In 1940 there was only the potential of US aid, USSR was a nazi cobelligerent, Japan was more hostile by the day, all of Europe was conquered or neutral, having the empire split in two was just as likely a path to defeat as having the beaches stormed by improvised landing forces.

Once the US gave up the pretence of being neutral the strategic risk faded hugely but gambling on being bailed out in future by a strategic rival is a chancy thing.
 
A few thoughts.
First off I think we sometimes look back and don’t see what our ancestors saw. As we see with 21st century eyes.

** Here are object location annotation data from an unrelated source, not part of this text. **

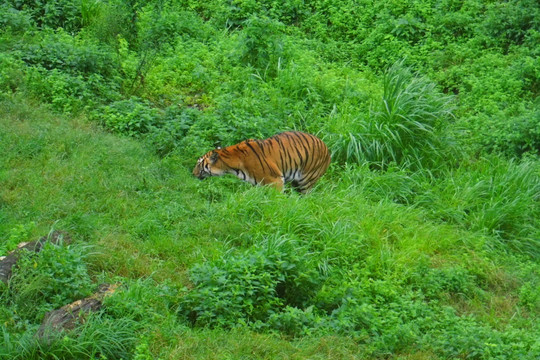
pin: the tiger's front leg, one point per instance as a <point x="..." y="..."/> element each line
<point x="276" y="182"/>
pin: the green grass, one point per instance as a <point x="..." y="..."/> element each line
<point x="420" y="242"/>
<point x="147" y="218"/>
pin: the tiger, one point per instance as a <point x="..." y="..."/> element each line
<point x="289" y="157"/>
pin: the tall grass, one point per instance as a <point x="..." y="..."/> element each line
<point x="408" y="127"/>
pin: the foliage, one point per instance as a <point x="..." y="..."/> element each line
<point x="410" y="127"/>
<point x="47" y="280"/>
<point x="421" y="241"/>
<point x="252" y="288"/>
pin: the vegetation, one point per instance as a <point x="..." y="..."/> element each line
<point x="421" y="241"/>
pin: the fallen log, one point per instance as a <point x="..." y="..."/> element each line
<point x="7" y="262"/>
<point x="69" y="316"/>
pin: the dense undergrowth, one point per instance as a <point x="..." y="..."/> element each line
<point x="421" y="242"/>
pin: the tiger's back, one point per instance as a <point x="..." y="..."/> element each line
<point x="289" y="157"/>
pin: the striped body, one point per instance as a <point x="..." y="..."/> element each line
<point x="290" y="157"/>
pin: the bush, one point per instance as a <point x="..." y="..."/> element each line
<point x="251" y="288"/>
<point x="64" y="14"/>
<point x="48" y="280"/>
<point x="409" y="128"/>
<point x="133" y="117"/>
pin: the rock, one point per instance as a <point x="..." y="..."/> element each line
<point x="69" y="316"/>
<point x="7" y="262"/>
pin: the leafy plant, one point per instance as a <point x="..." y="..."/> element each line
<point x="47" y="280"/>
<point x="409" y="128"/>
<point x="249" y="289"/>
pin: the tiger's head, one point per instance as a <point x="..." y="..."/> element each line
<point x="209" y="165"/>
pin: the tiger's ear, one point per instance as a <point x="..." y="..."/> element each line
<point x="214" y="156"/>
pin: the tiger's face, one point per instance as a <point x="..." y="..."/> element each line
<point x="208" y="165"/>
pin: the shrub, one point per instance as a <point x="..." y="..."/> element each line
<point x="14" y="20"/>
<point x="250" y="288"/>
<point x="262" y="45"/>
<point x="48" y="280"/>
<point x="133" y="117"/>
<point x="64" y="14"/>
<point x="409" y="128"/>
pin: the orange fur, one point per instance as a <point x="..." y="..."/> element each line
<point x="292" y="156"/>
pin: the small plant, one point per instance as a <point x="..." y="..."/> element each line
<point x="48" y="280"/>
<point x="251" y="288"/>
<point x="409" y="127"/>
<point x="17" y="235"/>
<point x="132" y="117"/>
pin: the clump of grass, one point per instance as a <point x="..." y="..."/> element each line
<point x="409" y="126"/>
<point x="495" y="196"/>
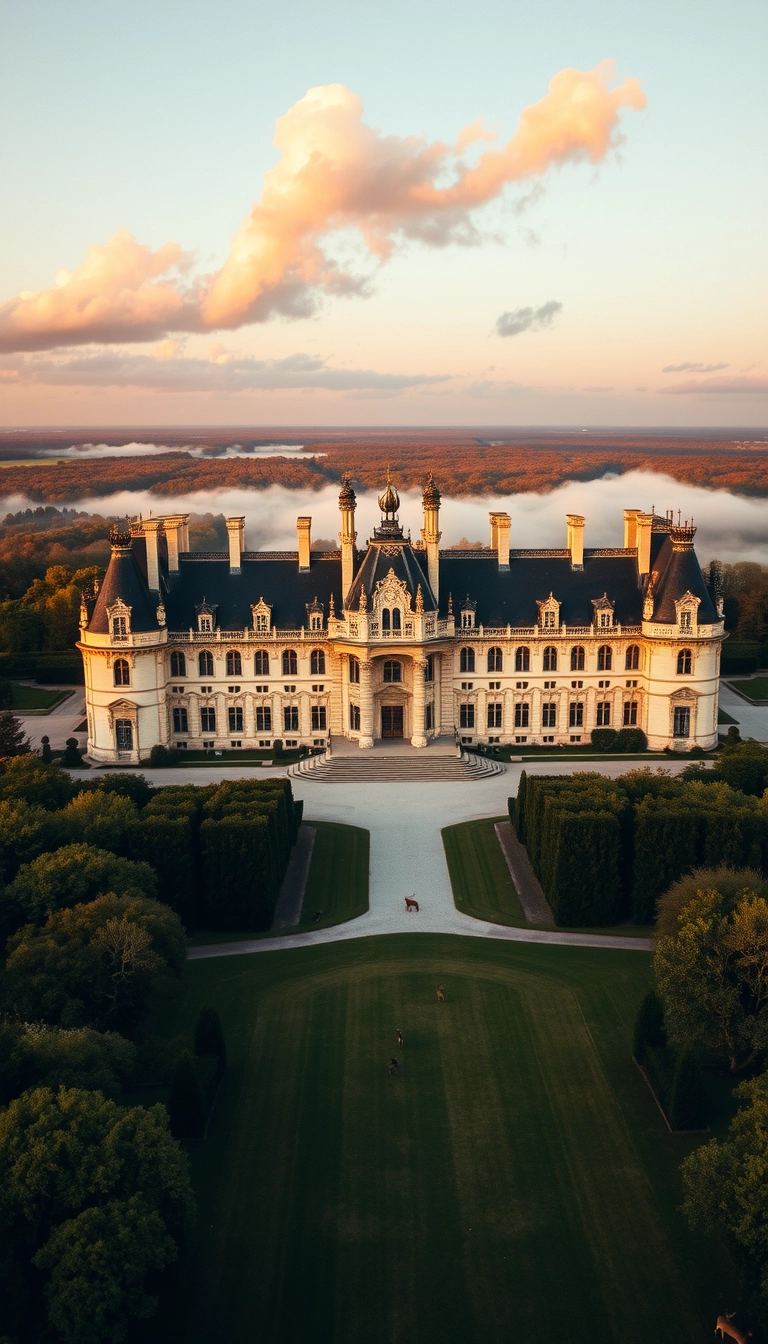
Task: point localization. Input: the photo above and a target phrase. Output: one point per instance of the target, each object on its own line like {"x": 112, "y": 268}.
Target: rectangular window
{"x": 682, "y": 721}
{"x": 180, "y": 723}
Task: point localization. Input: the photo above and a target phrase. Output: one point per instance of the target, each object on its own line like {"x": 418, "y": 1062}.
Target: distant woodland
{"x": 463, "y": 463}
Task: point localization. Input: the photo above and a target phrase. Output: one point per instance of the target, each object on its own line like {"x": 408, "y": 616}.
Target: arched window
{"x": 685, "y": 663}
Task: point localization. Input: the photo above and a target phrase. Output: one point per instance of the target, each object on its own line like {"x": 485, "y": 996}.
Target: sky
{"x": 416, "y": 214}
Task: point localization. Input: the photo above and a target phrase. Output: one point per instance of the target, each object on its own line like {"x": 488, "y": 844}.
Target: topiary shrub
{"x": 686, "y": 1105}
{"x": 186, "y": 1104}
{"x": 650, "y": 1031}
{"x": 210, "y": 1038}
{"x": 604, "y": 739}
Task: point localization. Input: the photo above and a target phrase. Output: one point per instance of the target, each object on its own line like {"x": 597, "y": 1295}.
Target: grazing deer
{"x": 724, "y": 1328}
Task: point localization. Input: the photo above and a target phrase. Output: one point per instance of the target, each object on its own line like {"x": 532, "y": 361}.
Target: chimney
{"x": 347, "y": 536}
{"x": 644, "y": 526}
{"x": 304, "y": 526}
{"x": 236, "y": 528}
{"x": 151, "y": 528}
{"x": 501, "y": 524}
{"x": 431, "y": 534}
{"x": 574, "y": 539}
{"x": 178, "y": 535}
{"x": 631, "y": 528}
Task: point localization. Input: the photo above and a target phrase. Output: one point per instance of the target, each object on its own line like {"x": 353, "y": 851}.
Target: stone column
{"x": 418, "y": 738}
{"x": 366, "y": 738}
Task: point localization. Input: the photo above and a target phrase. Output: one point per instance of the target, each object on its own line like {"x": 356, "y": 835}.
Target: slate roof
{"x": 406, "y": 565}
{"x": 124, "y": 579}
{"x": 509, "y": 597}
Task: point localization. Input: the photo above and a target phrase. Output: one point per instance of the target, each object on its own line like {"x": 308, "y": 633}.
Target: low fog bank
{"x": 729, "y": 527}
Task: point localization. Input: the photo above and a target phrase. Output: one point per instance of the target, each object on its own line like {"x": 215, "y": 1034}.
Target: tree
{"x": 725, "y": 1186}
{"x": 210, "y": 1038}
{"x": 93, "y": 1196}
{"x": 12, "y": 741}
{"x": 94, "y": 964}
{"x": 186, "y": 1104}
{"x": 713, "y": 975}
{"x": 67, "y": 876}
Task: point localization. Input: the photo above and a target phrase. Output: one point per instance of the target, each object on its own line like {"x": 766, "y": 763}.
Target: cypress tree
{"x": 186, "y": 1105}
{"x": 210, "y": 1038}
{"x": 650, "y": 1031}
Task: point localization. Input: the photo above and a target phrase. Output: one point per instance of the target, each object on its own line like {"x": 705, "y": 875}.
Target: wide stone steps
{"x": 396, "y": 769}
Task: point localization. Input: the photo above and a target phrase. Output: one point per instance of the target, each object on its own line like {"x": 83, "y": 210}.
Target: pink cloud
{"x": 334, "y": 172}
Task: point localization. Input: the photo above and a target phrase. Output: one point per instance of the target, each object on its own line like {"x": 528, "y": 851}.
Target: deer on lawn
{"x": 724, "y": 1327}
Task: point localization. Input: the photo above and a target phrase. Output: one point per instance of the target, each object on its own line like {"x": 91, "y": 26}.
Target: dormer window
{"x": 261, "y": 616}
{"x": 549, "y": 613}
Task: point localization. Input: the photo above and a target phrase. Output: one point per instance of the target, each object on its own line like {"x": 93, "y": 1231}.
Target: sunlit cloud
{"x": 334, "y": 174}
{"x": 527, "y": 319}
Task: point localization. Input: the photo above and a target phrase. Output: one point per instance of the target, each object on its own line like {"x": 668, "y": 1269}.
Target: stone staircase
{"x": 389, "y": 768}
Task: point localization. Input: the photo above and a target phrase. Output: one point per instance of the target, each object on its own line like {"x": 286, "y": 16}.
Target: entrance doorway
{"x": 392, "y": 721}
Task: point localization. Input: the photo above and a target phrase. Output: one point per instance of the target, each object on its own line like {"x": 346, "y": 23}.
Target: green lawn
{"x": 482, "y": 885}
{"x": 514, "y": 1182}
{"x": 753, "y": 690}
{"x": 338, "y": 883}
{"x": 34, "y": 698}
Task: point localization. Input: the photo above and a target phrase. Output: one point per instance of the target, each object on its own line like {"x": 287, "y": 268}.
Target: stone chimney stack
{"x": 152, "y": 527}
{"x": 236, "y": 530}
{"x": 304, "y": 527}
{"x": 347, "y": 536}
{"x": 644, "y": 526}
{"x": 176, "y": 528}
{"x": 501, "y": 526}
{"x": 431, "y": 534}
{"x": 574, "y": 539}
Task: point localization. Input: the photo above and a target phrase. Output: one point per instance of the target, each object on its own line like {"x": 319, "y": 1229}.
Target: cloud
{"x": 732, "y": 383}
{"x": 222, "y": 372}
{"x": 334, "y": 172}
{"x": 527, "y": 319}
{"x": 692, "y": 368}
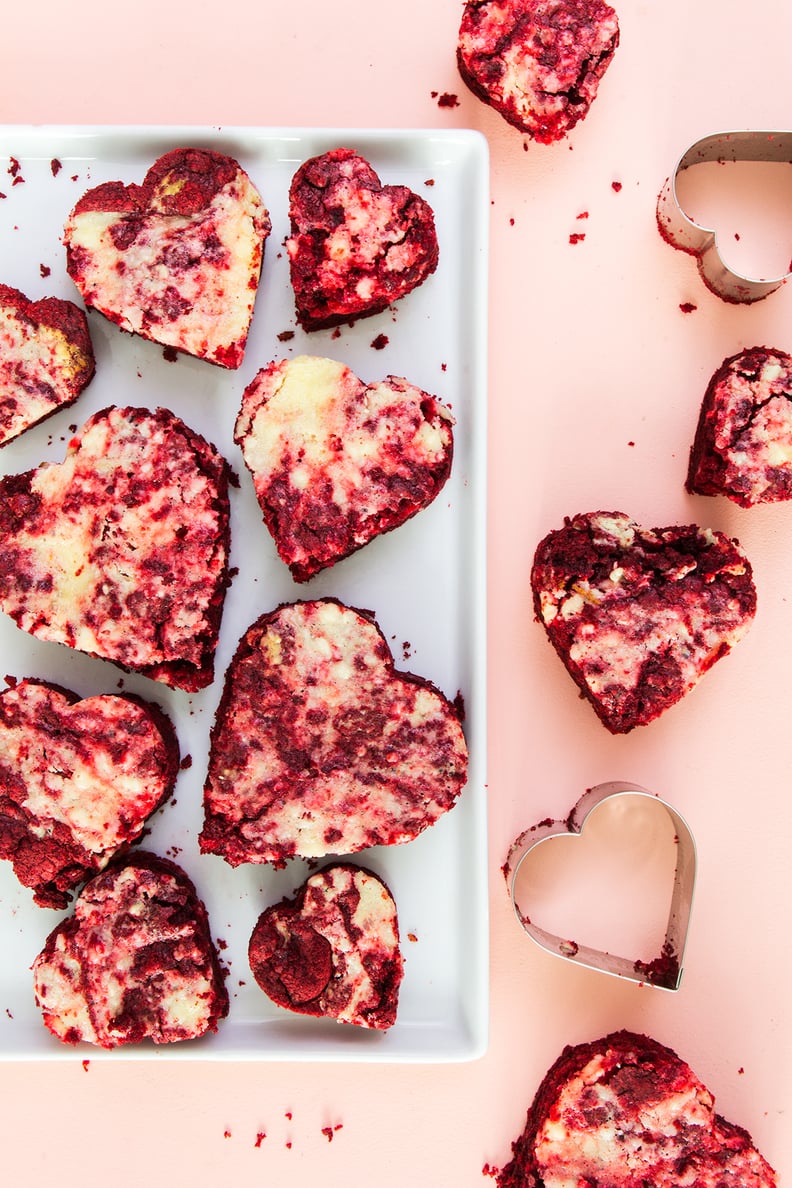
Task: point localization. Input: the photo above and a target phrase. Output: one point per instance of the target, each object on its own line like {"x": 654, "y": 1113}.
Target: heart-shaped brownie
{"x": 333, "y": 949}
{"x": 625, "y": 1111}
{"x": 134, "y": 961}
{"x": 335, "y": 461}
{"x": 78, "y": 779}
{"x": 537, "y": 62}
{"x": 356, "y": 246}
{"x": 46, "y": 359}
{"x": 638, "y": 614}
{"x": 742, "y": 448}
{"x": 321, "y": 747}
{"x": 177, "y": 259}
{"x": 121, "y": 549}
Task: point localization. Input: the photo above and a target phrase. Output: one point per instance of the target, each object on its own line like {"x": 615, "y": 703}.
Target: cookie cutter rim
{"x": 682, "y": 232}
{"x": 667, "y": 974}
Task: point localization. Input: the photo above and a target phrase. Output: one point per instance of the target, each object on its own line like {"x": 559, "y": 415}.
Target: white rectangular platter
{"x": 425, "y": 581}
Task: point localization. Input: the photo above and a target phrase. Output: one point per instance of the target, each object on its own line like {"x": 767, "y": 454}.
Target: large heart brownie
{"x": 639, "y": 614}
{"x": 321, "y": 747}
{"x": 336, "y": 462}
{"x": 333, "y": 949}
{"x": 46, "y": 359}
{"x": 77, "y": 782}
{"x": 134, "y": 961}
{"x": 625, "y": 1111}
{"x": 177, "y": 259}
{"x": 537, "y": 62}
{"x": 356, "y": 246}
{"x": 121, "y": 549}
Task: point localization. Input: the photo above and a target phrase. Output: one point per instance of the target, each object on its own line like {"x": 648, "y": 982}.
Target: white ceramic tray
{"x": 425, "y": 581}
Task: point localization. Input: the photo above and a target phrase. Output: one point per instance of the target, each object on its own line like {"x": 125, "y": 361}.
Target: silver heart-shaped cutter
{"x": 665, "y": 971}
{"x": 682, "y": 232}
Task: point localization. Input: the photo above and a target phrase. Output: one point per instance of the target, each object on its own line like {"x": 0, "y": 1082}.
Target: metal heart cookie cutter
{"x": 665, "y": 971}
{"x": 682, "y": 232}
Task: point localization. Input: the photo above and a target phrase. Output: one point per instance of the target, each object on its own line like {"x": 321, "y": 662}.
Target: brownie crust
{"x": 355, "y": 246}
{"x": 78, "y": 779}
{"x": 623, "y": 1111}
{"x": 742, "y": 448}
{"x": 46, "y": 359}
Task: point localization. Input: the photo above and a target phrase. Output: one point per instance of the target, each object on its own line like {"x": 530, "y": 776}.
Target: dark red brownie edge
{"x": 65, "y": 861}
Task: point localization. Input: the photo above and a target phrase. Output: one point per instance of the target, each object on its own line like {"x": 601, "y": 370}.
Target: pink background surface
{"x": 595, "y": 381}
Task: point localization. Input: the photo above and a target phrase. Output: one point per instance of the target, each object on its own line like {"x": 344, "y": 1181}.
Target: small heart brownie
{"x": 46, "y": 359}
{"x": 321, "y": 747}
{"x": 336, "y": 462}
{"x": 121, "y": 549}
{"x": 356, "y": 246}
{"x": 78, "y": 778}
{"x": 134, "y": 961}
{"x": 626, "y": 1111}
{"x": 177, "y": 259}
{"x": 537, "y": 62}
{"x": 333, "y": 949}
{"x": 639, "y": 614}
{"x": 743, "y": 441}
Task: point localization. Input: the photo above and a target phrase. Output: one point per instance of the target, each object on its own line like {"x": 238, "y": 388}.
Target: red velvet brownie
{"x": 46, "y": 359}
{"x": 335, "y": 461}
{"x": 333, "y": 949}
{"x": 78, "y": 779}
{"x": 356, "y": 246}
{"x": 134, "y": 961}
{"x": 623, "y": 1112}
{"x": 638, "y": 614}
{"x": 743, "y": 441}
{"x": 121, "y": 550}
{"x": 537, "y": 62}
{"x": 321, "y": 747}
{"x": 176, "y": 259}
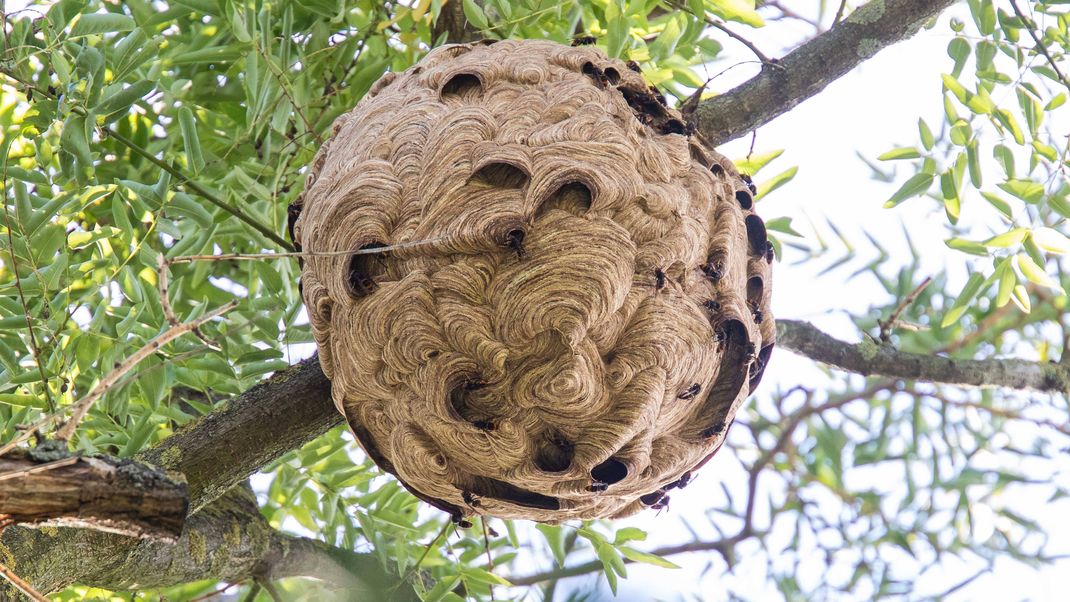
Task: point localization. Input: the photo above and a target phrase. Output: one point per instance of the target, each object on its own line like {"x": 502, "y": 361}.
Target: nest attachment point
{"x": 593, "y": 306}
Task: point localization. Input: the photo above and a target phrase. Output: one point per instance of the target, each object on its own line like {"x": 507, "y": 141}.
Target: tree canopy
{"x": 149, "y": 288}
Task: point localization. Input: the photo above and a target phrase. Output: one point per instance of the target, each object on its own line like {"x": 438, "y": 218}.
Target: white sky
{"x": 870, "y": 110}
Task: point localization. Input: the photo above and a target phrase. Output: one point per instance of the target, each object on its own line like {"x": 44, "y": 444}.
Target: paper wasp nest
{"x": 593, "y": 307}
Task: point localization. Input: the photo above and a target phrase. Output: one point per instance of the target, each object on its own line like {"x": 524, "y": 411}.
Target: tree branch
{"x": 720, "y": 545}
{"x": 294, "y": 406}
{"x": 872, "y": 358}
{"x": 48, "y": 487}
{"x": 222, "y": 449}
{"x": 813, "y": 65}
{"x": 228, "y": 540}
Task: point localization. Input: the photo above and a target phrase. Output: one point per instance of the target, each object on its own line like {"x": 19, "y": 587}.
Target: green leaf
{"x": 968, "y": 293}
{"x": 953, "y": 87}
{"x": 1048, "y": 152}
{"x": 926, "y": 134}
{"x": 961, "y": 133}
{"x": 483, "y": 575}
{"x": 19, "y": 400}
{"x": 1002, "y": 205}
{"x": 441, "y": 589}
{"x": 1026, "y": 189}
{"x": 1021, "y": 297}
{"x": 782, "y": 225}
{"x": 101, "y": 22}
{"x": 1036, "y": 274}
{"x": 967, "y": 246}
{"x": 1051, "y": 241}
{"x": 628, "y": 534}
{"x": 900, "y": 153}
{"x": 917, "y": 185}
{"x": 555, "y": 539}
{"x": 1007, "y": 282}
{"x": 740, "y": 11}
{"x": 638, "y": 556}
{"x": 775, "y": 182}
{"x": 1008, "y": 121}
{"x": 974, "y": 163}
{"x": 950, "y": 191}
{"x": 74, "y": 140}
{"x": 1006, "y": 159}
{"x": 189, "y": 139}
{"x": 475, "y": 15}
{"x": 959, "y": 50}
{"x": 123, "y": 97}
{"x": 1007, "y": 240}
{"x": 753, "y": 164}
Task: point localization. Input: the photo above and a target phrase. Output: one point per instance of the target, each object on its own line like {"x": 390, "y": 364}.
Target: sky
{"x": 868, "y": 111}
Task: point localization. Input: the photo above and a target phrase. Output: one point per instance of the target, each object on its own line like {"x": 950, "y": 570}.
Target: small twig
{"x": 887, "y": 325}
{"x": 251, "y": 595}
{"x": 490, "y": 559}
{"x": 21, "y": 298}
{"x": 272, "y": 590}
{"x": 29, "y": 432}
{"x": 165, "y": 302}
{"x": 20, "y": 585}
{"x": 285, "y": 87}
{"x": 839, "y": 12}
{"x": 1040, "y": 45}
{"x": 183, "y": 179}
{"x": 423, "y": 556}
{"x": 718, "y": 25}
{"x": 212, "y": 595}
{"x": 40, "y": 468}
{"x": 81, "y": 406}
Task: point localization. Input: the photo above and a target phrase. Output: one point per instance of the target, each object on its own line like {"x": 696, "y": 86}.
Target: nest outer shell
{"x": 593, "y": 310}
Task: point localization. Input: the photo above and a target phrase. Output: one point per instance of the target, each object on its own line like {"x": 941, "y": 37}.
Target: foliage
{"x": 137, "y": 129}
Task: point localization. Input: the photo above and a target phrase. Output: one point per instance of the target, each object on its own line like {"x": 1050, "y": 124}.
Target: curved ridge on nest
{"x": 593, "y": 312}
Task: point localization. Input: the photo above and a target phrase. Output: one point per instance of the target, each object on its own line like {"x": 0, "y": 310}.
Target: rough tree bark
{"x": 870, "y": 357}
{"x": 51, "y": 488}
{"x": 226, "y": 539}
{"x": 813, "y": 65}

Also we say Sea Lion could not work because we know what was being done by both sides. But neither side truly knew what the other side was doing so they just see the POSSIBILITY of something.
I also think that in an Extreme German wank Sea Lion COULD have been pulled off. I have no idea how this wank would have ever happened as Germany would have to have rolled ALL 6s while everyone else rolled 1s (or better yet lost the dice altogether).
But in theory of Germany had crushed Russia and signed a peace treaty (or just signed a pac with the and avoid war) and if Germany was building as much as they absolutely could. And if they built better boats to cross the Chanel with And if Britain screwed up royally (and let’s face it they did not have a good track record in Africa, France, Greace or S.E.A. At this point). Then Germany could have landed.
If Germany had build as many planes as Britain thought they were building crushed the RAF (and that was a close thing) and achieved air superiority over the Channel then the Royal Navy is so much wasted Metal as it can’t survive in the Channel to prevent the invasion.

As it turns out Russia pulled its act together. And Germany was not building the right boats nor were they at breakneck building speed. Add in bad decisions on the part of the Luftwaffe and the RAF getting its act together and taking this all in we get the real timeline that has Sea Lion being impossible. But that is classic 20 20 hindsight. And obviously Britain did not know this in 40 or 41.

The sole way to answer the OP of this thread is to conduct research in the National Archive and see for oneself the intelligence and analysis available to the War Cabinet at material time, an act that would give rise to a nice PhD.